A modern algorithmic trading business is essentially a technology business, hence giving birth to the new term FinTech to mean the intersection of finance and technology. Computer software is designed, developed, and tested by humans who are error-prone and sometimes, these errors creep into trading systems and algorithmic trading strategies. Software implementation bugs are often the most overlooked source of risk in algorithmic trading. While operation risk and market risk are extremely important, software implementation bugs have the potential to cause millions of dollars in losses, and there have been many cases of firms going bankrupt due to software implementation bugs within minutes.

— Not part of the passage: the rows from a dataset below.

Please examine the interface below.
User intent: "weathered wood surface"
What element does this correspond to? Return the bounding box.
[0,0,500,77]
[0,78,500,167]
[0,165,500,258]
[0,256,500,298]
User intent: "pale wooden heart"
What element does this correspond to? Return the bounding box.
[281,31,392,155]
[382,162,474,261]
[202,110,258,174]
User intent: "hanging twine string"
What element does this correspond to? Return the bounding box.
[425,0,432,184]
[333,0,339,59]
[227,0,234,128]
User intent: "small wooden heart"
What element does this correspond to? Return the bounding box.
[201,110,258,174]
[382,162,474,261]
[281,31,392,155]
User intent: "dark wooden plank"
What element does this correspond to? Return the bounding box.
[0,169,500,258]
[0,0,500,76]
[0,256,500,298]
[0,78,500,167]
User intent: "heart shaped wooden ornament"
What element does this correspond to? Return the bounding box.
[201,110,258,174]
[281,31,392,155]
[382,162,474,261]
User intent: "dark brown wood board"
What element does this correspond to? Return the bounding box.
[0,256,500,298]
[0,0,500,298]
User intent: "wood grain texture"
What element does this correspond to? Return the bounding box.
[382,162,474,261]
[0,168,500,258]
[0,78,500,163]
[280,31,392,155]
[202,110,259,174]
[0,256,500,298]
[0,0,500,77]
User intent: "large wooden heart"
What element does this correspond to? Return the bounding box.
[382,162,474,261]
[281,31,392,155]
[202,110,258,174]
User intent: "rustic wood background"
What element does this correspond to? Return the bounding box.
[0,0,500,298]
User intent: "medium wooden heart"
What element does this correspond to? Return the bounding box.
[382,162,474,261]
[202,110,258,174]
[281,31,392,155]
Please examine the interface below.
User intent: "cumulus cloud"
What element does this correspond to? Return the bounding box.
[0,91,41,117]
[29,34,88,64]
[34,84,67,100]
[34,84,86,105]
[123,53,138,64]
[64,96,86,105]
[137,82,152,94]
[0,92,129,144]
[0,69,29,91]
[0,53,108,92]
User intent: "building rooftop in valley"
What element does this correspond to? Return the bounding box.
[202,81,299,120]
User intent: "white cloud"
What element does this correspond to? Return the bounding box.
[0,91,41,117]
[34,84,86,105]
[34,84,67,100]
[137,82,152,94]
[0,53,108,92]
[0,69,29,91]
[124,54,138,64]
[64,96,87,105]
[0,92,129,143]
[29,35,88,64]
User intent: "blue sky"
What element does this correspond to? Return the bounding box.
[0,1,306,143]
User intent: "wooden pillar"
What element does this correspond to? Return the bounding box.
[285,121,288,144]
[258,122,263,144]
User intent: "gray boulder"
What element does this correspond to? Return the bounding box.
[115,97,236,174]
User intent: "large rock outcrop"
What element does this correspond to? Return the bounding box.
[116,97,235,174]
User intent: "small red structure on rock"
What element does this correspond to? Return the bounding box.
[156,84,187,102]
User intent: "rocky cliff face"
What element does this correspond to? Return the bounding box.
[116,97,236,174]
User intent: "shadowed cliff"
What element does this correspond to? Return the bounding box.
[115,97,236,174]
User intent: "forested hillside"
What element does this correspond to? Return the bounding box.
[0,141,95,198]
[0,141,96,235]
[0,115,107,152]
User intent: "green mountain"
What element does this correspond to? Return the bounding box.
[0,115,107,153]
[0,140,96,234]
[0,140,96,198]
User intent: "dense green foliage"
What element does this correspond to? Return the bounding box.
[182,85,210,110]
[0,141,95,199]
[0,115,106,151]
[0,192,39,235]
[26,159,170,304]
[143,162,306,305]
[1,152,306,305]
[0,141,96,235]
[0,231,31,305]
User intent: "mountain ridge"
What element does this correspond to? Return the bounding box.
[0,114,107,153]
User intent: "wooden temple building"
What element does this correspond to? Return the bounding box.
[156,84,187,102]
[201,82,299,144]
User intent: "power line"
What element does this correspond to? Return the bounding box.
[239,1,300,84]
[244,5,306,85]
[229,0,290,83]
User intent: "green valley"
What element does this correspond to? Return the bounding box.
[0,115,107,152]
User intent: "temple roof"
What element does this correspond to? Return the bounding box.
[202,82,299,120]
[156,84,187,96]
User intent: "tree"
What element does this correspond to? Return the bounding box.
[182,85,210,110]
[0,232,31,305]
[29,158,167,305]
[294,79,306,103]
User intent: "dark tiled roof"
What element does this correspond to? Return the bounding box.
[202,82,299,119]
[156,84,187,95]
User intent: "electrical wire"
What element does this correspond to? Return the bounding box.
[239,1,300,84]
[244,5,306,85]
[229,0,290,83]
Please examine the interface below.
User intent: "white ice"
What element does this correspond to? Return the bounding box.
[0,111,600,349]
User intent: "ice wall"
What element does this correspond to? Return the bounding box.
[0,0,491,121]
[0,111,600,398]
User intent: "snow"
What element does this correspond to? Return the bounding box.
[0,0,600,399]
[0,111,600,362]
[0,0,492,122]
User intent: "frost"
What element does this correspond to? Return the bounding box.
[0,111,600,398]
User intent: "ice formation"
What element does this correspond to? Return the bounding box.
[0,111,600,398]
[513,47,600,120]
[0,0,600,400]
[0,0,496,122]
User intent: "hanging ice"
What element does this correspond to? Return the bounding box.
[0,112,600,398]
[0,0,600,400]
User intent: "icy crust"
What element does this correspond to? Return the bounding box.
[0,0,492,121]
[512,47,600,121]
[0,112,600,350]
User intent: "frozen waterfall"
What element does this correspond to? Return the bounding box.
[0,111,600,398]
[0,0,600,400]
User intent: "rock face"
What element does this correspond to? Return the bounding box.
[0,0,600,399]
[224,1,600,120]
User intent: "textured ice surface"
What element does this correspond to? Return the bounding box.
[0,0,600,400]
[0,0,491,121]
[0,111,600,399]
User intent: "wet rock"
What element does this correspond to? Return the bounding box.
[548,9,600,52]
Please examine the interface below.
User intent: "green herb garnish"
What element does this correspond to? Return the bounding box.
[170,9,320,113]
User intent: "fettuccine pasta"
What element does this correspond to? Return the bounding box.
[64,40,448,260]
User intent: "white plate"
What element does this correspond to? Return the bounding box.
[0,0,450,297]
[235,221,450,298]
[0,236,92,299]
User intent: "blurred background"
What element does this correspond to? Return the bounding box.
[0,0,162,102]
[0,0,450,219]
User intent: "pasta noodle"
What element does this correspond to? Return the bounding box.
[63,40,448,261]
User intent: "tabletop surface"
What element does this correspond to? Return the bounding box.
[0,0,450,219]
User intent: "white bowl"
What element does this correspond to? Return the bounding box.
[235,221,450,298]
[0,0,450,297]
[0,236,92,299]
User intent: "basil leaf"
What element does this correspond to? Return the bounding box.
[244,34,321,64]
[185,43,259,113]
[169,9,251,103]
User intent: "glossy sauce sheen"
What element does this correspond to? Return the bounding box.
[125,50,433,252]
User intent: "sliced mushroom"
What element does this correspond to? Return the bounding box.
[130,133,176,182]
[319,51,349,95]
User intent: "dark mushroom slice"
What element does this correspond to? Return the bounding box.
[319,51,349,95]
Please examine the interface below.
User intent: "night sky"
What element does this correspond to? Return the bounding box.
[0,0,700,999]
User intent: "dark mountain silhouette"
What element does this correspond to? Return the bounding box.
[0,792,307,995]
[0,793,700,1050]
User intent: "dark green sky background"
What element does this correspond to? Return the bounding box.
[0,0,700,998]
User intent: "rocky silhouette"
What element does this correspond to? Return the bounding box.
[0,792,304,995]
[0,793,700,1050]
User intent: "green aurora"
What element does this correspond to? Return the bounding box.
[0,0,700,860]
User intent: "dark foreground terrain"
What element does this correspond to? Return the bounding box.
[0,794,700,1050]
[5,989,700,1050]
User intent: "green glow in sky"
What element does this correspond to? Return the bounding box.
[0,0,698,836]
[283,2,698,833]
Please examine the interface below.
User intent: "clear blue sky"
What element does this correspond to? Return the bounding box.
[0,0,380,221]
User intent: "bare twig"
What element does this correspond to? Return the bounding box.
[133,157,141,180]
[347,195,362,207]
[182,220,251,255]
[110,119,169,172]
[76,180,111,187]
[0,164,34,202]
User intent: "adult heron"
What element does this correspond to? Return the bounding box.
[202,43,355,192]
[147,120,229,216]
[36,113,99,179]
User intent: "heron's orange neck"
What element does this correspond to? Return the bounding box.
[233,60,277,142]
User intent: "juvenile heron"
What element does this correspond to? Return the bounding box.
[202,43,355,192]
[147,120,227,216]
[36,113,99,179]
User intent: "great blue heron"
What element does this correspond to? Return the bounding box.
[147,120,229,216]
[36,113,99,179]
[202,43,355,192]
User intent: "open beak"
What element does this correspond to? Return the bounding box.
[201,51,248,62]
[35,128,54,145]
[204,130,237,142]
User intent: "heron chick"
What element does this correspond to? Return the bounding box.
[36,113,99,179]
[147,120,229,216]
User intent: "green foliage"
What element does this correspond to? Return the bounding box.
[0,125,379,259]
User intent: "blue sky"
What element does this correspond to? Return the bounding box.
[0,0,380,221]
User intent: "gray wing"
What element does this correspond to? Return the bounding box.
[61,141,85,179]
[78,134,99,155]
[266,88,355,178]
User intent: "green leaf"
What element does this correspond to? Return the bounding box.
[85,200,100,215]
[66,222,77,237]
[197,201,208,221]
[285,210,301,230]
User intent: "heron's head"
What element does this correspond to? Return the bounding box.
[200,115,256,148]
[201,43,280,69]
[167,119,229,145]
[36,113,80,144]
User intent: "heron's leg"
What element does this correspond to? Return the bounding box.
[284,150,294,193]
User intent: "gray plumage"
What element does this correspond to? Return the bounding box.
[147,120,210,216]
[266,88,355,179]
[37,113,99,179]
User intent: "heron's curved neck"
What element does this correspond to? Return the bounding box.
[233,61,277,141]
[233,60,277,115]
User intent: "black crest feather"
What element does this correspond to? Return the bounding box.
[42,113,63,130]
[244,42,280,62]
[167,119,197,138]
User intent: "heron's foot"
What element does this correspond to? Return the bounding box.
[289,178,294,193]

In recent times, there was the infamous Knight Capital incident, where a software implementation bug combined with an operations risk issue caused them to lose $440 million within 45 minutes and they ended up getting shut down. Software implementation bugs are also very tricky because software engineering is a very complex process, and when we add the additional complexity of having sophisticated and complex algorithmic trading strategies and logic, it is hard to guarantee that the implementation of trading strategies and systems are safe from bugs. More information can be found at https://dealbook.nytimes.com/2012/08/02/knight-capital-says-trading-mishap-cost-it-440-million/.

Modern algorithmic trading firms have rigorous software development practices to safeguard themselves against software bugs. These include rigorous unit tests, which are small tests on individual software components to verify their behavior doesn't change to an incorrect behavior as software development/maintenance being made to existing components is performed. There are also regression tests, which are tests that test larger components that are composed of smaller components as a whole to ensure the higher-level behavior remains consistent. All electronic trading exchanges also provide a test market environment with test market data feeds and test order entry interfaces where market participants have to build, test, and certify their components with the exchange before they are even allowed to trade in live markets.

Most sophisticated algorithmic trading participants also have backtesting software that simulates a trading strategy over historically recorded data to ensure strategy behavior is in line with expectations. We will explore backtesting further in Chapter 9, Creating a Backtester in Python. Finally, other software management practices, such as code reviews and change management, are also performed on a daily basis to verify the integrity of algorithmic trading systems and strategies on a daily basis. Despite all of these precautions, software implementation bugs do slip into live trading markets, so we should always be aware and cautious because software is never perfect and the cost of mistakes/bugs is very high in the algorithmic trading business, and even higher in the HFT business.